LADY FROM SHANGHAI, THE
(director/writer: Orson Welles; screenwriter: from the book Before I Die by Sherwood King; cinematographer: Charles Lawton; editor: Viola Lawrence; music: Heinz Roemheld; cast: Rita Hayworth (Elsa “Rosalie” Bannister), Orson Welles (Michael O’Hara), Everett Sloane (Arthur Bannister), Ted de Corsia (Sidney Broome), Glenn Anders (George Grisby), Erskine Sanford (Judge), Gus Schilling (Goldie), Lou Merrill (Jake), Evelyn Ellis (Bessie), Carl Frank (District Attorney); Runtime: 87; MPAA Rating: NR; producers: Harry Cohn/Orson Welles; Columbia Pictures; 1948)
“A masterpiece in the bizarre and the complex.”
Reviewed by Dennis Schwartz
A masterpiece in the bizarre and complex. Orson Welles’ (“Citizen Kane”/”The Magnificent Ambersons”) weirdly plotted tongue-in-cheek film noir is based on the book Before I Die by Sherwood King. It costars Orson with his estranged wife Rita Hayworth, who plays the unfeeling seductive femme fatale beauty Elsa Bannister. She seduces the innocent roughhouse drifter sailor with the thick Irish Brogue, Michael O’Hara (Orson Welles), while alone in a Central Park coach, and after he rescues her from muggers she recruits him through her husband to be a crew member aboard their luxury yacht bound for a pleasure cruise in the Caribbean. The philosophizing sailor learns she’s married to wealthy, brilliant, crippled lawyer Arthur Bannister (Everett Sloane), considered the best in his field. Elsa goes on the trip with her hubby and his two cronies, Goldie and Jake, and Michael joins them because he’s hooked by her beauty.
On the cruise, Michael has an affair with Elsa which is spotted by Bannister’s eerie law partner, with the unique cackling voice, George Grisby (Glenn Anders). He joined the yacht en route. Michael gets turned off by the lot of them, as he considers them sharks. Even though Michael once killed a man who was a Franco spy during the Spanish Civil War, he’s a babe in the woods compared to this crew of heavies. The men spend ship time drinking heavily and take glee in cutting each other up with words, while Michael provides the comical voice-over explaining his disgust with them and himself for being so stupid to join them.

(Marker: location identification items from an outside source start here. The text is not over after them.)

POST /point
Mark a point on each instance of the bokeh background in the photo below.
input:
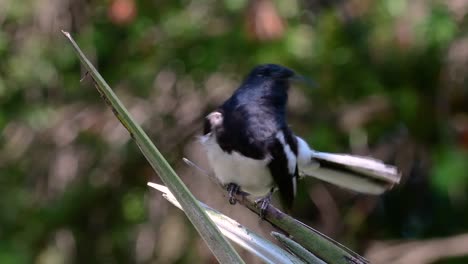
(392, 83)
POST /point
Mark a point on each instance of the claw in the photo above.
(262, 204)
(232, 189)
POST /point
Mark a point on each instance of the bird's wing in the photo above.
(361, 174)
(283, 168)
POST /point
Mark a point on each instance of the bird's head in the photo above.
(272, 72)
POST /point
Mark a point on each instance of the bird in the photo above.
(252, 150)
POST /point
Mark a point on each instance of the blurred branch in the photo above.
(220, 247)
(424, 251)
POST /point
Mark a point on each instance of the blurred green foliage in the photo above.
(392, 83)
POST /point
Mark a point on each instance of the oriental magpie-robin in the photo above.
(250, 146)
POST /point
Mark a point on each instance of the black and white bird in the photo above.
(250, 146)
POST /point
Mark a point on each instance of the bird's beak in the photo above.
(302, 79)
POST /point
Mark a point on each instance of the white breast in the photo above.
(251, 175)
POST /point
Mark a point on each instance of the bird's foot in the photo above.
(263, 203)
(232, 189)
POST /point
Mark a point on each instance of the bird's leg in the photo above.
(232, 189)
(263, 203)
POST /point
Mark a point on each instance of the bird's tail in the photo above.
(361, 174)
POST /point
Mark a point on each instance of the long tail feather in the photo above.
(361, 174)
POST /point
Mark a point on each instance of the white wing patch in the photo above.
(290, 156)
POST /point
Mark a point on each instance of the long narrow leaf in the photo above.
(264, 249)
(297, 249)
(317, 243)
(216, 242)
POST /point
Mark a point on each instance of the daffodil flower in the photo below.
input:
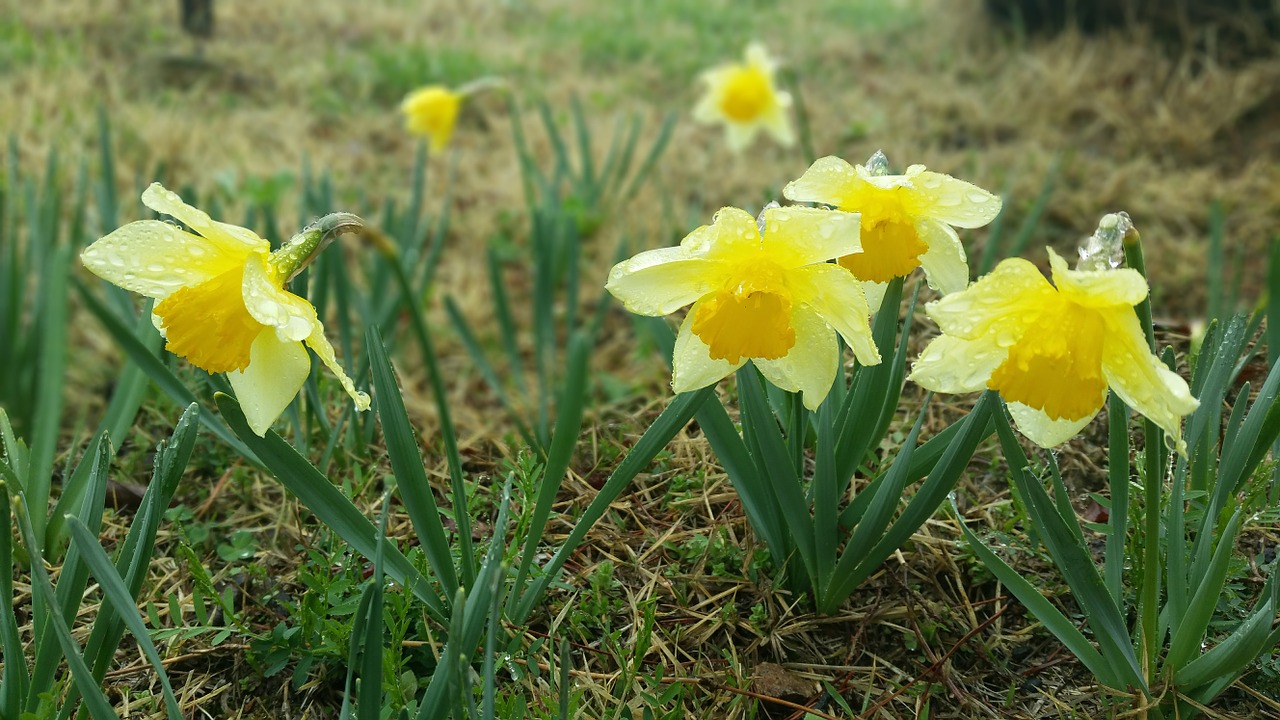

Bannister takes note of Michael’s naiveté by saying: “You’ve been traveling around the world too much to find out anything about it.”
Warning: spoiler to follow in next two paragraphs.
Returning to San Francisco Michael fails in trying to talk Elsa into leaving her creepy hubby and running off with him. Figuring he needs some cash to satisfy the lady, he foolishly accepts an offer from Grisby to fake his death and receive $5,000. Michael also has to sign a confession, but is assured by Grisby that since no corpse will be found he can’t be convicted. Grisby reasons he can collect on an insurance policy the partners have that stipulates in case of either’s death the other collects. But things get botched when the butler, Sidney Broome (Ted de Corsia), who is really a private detective hired by Bannister to spy on his wife, gets wind of Grisby’s murder scheme and smells a rat. Grisby kills him and is later killed himself, and the innocent Michael gets framed for the murders. At the murder trial, he’s defended by Bannister. It becomes apparent that Bannister, who never lost a case, is fixing on losing this one. Before the expected guilty verdict is announced Michael escapes to a Chinatown playhouse and Elsa, through help from her Chinese associates, helps him flee to an abandoned Chinatown amusement park. But Michael has come to his senses at last and realizes that he’s been used by Elsa as a pawn in a complicated plot to murder her hubby and then her hubby’s killer Grisby.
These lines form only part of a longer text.